Migalhas de Peso

Aproveitando o olhar distante e para outra direção

No meio da crise, o olhar distante pode ser o subterfúgio, a cortina de fumaça, para apropriação de dinheiro público pela iniciativa privada.

14/4/2020

Tenho notado, com a ajuda de diversos interlocutores, que a utilização de “cortinas de fumaça” tem sido muito freqüente na adoção de políticas de interesse público, notadamente pelo Governo Federal. O foco aqui é a legitimidade da atuação, no mínimo, inusitada do Banco Central do Brasil no mercado financeiro brasileiro. Vou direto ao ponto: a proposta de emenda à constituição (PEC) 10/20 cria o artigo 115 do Ato das Disposições Constitucionais Transitórias e seu objetivo, conforme divulgado, é criar instrumentos para impedir que gastos emergenciais gerados em virtude do estado de calamidade pública sejam misturados ao Orçamento da União, isto é, institui um regime extraordinário fiscal, financeiro e de contratações para enfrentamento da calamidade pública nacional decorrente de pandemia internacional da covid-19.

Entretanto, é importante chamar atenção ao § 9º do novo artigo 115, o qual veio assim redigido:

O Banco Central do Brasil, limitado ao enfrentamento da calamidade pública nacional de que trata o caput deste artigo, e com vigência e efeitos restritos ao período de sua duração, fica autorizado a comprar e vender títulos de emissão do Tesouro Nacional, nos mercados secundários local e internacional, e direitos creditórios e títulos privados de crédito em mercados secundários, no âmbito de mercados financeiros, de capitais e de pagamentos.

É preciso prestar bem atenção na generosidade da proposta, a qual é apenas uma “cortina de fumaça”, isto porque, com o subterfúgio de socorrer empresas durante a crise da covid-19, a proposta beneficia instituições financeiras e não empresas ou o próprio sistema financeiro, comprometendo significativamente recursos do orçamento público. Importante esclarecer que no mercado secundário os investidores negociam entre si, isto é, os fluxos financeiros são entre investidor e investidor, não resultando em financiamento algum para as empresas. Nesse tipo de mercado os títulos são negociados por telefone, sem ação direta de um órgão regulador, é o chamado “mercado de balcão”.

É fundamental atentarmo-nos para os fatos que culminou com a apresentação da PEC 10/20, para entender os movimentos no tabuleiro realizados pelas forças financeiras incrustadas no Governo Federal. Vejamos: no dia 13 de março de 20201 o ministro da Economia Paulo Guedes anuncia que a Caixa Econômica Federal irá reservar R$ 30 bilhões para a compra da carteira de crédito de pequenos e médios bancos. Importante perceber que neste tipo de operação – comprar títulos no mercado secundário – não há ajuda a quaisquer empresas que tenham emitido estes títulos, mas estará atuando como especulador utilizando dinheiro público para isso, pois no mercado secundário os fluxos de dinheiro acontecem entre investidor e investidor e, conseqüentemente, o banco ao comprar títulos de uma carteira de um banco, apenas diminui os prejuízos deste, transferindo-os para si.

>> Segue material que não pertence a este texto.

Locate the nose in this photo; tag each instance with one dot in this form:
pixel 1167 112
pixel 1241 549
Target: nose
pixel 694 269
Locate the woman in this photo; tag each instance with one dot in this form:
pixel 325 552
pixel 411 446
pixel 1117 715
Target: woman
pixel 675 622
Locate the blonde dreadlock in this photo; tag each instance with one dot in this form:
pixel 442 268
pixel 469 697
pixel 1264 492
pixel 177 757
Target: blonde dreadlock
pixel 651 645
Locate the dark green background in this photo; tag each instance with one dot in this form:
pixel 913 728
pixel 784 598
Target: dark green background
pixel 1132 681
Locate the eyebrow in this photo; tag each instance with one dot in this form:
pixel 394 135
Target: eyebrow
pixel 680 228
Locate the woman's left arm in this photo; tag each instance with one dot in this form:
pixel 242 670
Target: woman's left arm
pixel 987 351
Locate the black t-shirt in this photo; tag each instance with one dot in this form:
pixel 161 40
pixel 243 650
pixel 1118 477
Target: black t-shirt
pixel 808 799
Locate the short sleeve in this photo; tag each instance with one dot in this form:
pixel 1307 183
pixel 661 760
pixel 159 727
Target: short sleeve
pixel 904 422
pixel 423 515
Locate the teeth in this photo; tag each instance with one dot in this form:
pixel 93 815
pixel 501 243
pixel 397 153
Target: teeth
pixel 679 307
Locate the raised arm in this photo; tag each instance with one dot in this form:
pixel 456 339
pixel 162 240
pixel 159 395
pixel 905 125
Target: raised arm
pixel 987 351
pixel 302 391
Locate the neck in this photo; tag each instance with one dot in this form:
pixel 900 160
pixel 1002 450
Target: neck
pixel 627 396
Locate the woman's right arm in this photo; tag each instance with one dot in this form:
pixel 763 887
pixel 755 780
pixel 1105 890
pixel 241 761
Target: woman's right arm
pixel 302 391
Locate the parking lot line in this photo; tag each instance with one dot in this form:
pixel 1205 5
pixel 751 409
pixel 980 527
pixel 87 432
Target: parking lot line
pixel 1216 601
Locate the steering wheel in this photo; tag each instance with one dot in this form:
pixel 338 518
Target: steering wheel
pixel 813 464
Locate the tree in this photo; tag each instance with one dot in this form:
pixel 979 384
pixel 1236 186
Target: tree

No dia 28 de março de 20202, matéria do Valor Econômico informa que “o Bocom BBM negociou mais de R$ 300 milhões, sempre na ponta compradora. Nesses dias sem liquidez no mercado secundário de debêntures, a presença do Banco Bocom BBM chamou a atenção de gestores que precisaram de recursos para arcar com resgates de seus fundos. Nos últimos quatro ou cinco pregões, na estimativa do mercado, o Bocom BBM negociou mais de R$ 300 milhões, sempre na ponta compradora”.

Finalmente, no dia 1º de abril de 2020, três dias após a matéria do Valor Econômico, inicia a tramitação da PEC 10/20 que autoriza o Banco Central do Brasil a comprar título corporativo da carteira dos bancos. Conforme apontam Maria Lucia Fattorelli e Eduardo Moreira, “a segunda parte do referido § 9º é ainda mais grave, pois coloca o Banco Central como um receptáculo de papéis podres, sem limite ou controle algum, beneficiando os bancos que adquiriram tais papéis no mercado financeiro”3.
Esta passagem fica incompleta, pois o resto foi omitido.